Luke 2:19 But Mary treasured up all these things and pondered them in her heart.
When was the last time you did any pondering? With the way everything moves so quickly, it is hard to find time to ponder anymore. Social media makes it easy to be emotionally moved by love/anger/fear/sadness/empathy one moment and laugh at silly cats talking about cheeseburgers the next. How is it that we can shift gears so quickly? The emotion barely has time to set in before we are scrolling on to the next thing. As disturbing as this might seem, the information we are reading and the stories we are moved by mostly have to do with the lives and experiences of other people, sometimes people we’ve never met who live on the other side of the globe. It is easier to keep them at arm’s length and only allow them to touch our emotions on the surface. Still it is troubling that we interact with so many deep needs with so little thought. Possibly more troubling is the thought that we could be losing the art of thinking and feeling deeply about things in our own lives.
It might just be me, but when things get busy, during the holidays or toward the middle of each school year, I function with very little deep thought from day to day. I follow the commands of my calendar, moving from one appointment and event to the next without any time to process what I have just experienced. Like scrolling through Facebook, I can find myself keeping the story of my own life at arm’s length and the events of my day from drawing any deep thought.
With all that was happening in her life, the announcement of the angel, the trip to see her cousin Elizabeth, the return and Joseph coming to take her to his home, the journey to Bethlehem for the census, Mary took time to ponder. Perhaps in the stillness of a baby sleeping after the shepherds had left in the early morning hours. Maybe in the days to come as she experienced first-hand feeding a baby from her body, sleeping 45 minutes at a time, changing for-real clothe diapers. Definitely as they met Anna and Simeon in the temple after the time of purification to dedicate little Jesus as a firstborn son. She actively stored up these experiences and pondered them in her heart.
When we ponder, we establish memories. The stories we tell ourselves and others about the events in our lives are the ones we keep for years to come. Moments that we pass over without a thought are gone forever, but those we choose to reflect upon are treasures that last.
What is happening in your life right now that could use some mulling over? What treasures are you brushing off for more pressing demands of work, or the louder demand from the buzz of your phone? For those of us who don’t check our phones that much, maybe it’s using the radio or TV to drown out the silence. A little of that is ok, but if we find ourselves simply filling space with meaningless activity then we need to reevaluate. With all of this filler, we forget to feed our souls.
By contrast, when we remind ourselves of God at work in our lives, when we turn our hearts to gratitude for all we have and all God has done for us, when we take time to ponder, we find the deep joy God offers to us in himself.
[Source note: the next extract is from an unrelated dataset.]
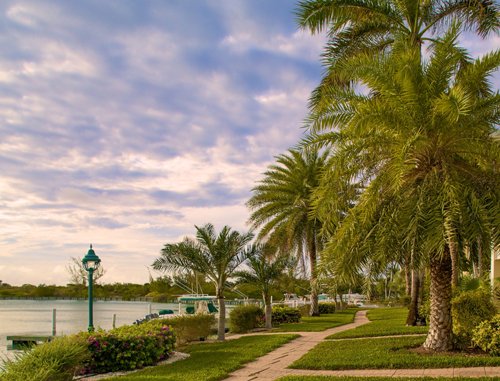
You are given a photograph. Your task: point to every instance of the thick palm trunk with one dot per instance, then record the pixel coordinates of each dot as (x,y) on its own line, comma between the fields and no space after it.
(439,337)
(221,328)
(411,320)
Scientific studies have recently shown that what we ponder makes a difference in the ways our brains function, carving neural pathways so that the thoughts we think a lot, we continue to think a lot. Like driving home and forgetting how you got there, our mind follows pathways that are familiar without our direction. It works with gratitude, being thankful as a practice makes it easier to see things to be thankful for and reinforce the gratitude. The same is true if we think about what God has done for us and is doing in our lives. Wouldn’t it be great to have gratitude and joy as our autopilot response? When we tune our minds to perceive God at work and find even more to ponder.
God gives us a lot to think about. We can start with what he did for people in ages past, recorded in the Bible. What he has done for all of humanity and the world in coming in the flesh to walk among us in the person of Jesus. Redemption. Grace. Mercy. Love. We can move on to how this plays out in our daily lives specifically. His giving us family and friends. The job that feeds us. The children that fill our homes with cheerful noise. The animals and pets that provide such loving companionship. The friends close by whose care and concern for us shines bright. The warmth of love transmitted from loved ones who are far away in cards, pictures and letters. A bird outside our window. The sun shining, the breeze blowing, the glint of light off of the snow, the break in the clouds. All can be reminders of God’s love and care.
God has done such great things for us, let us not set aside his blessings for fleeting pleasures, busy schedules and mindless lives. Let’s take time to ponder, and in that act of pondering store up treasures of memories and grace.
Philippians 4:8 “Finally, brothers and sisters, whatever is true, whatever is noble, whatever is right, whatever is pure, whatever is lovely, whatever is admirable—if anything is excellent or praiseworthy—think about such things.”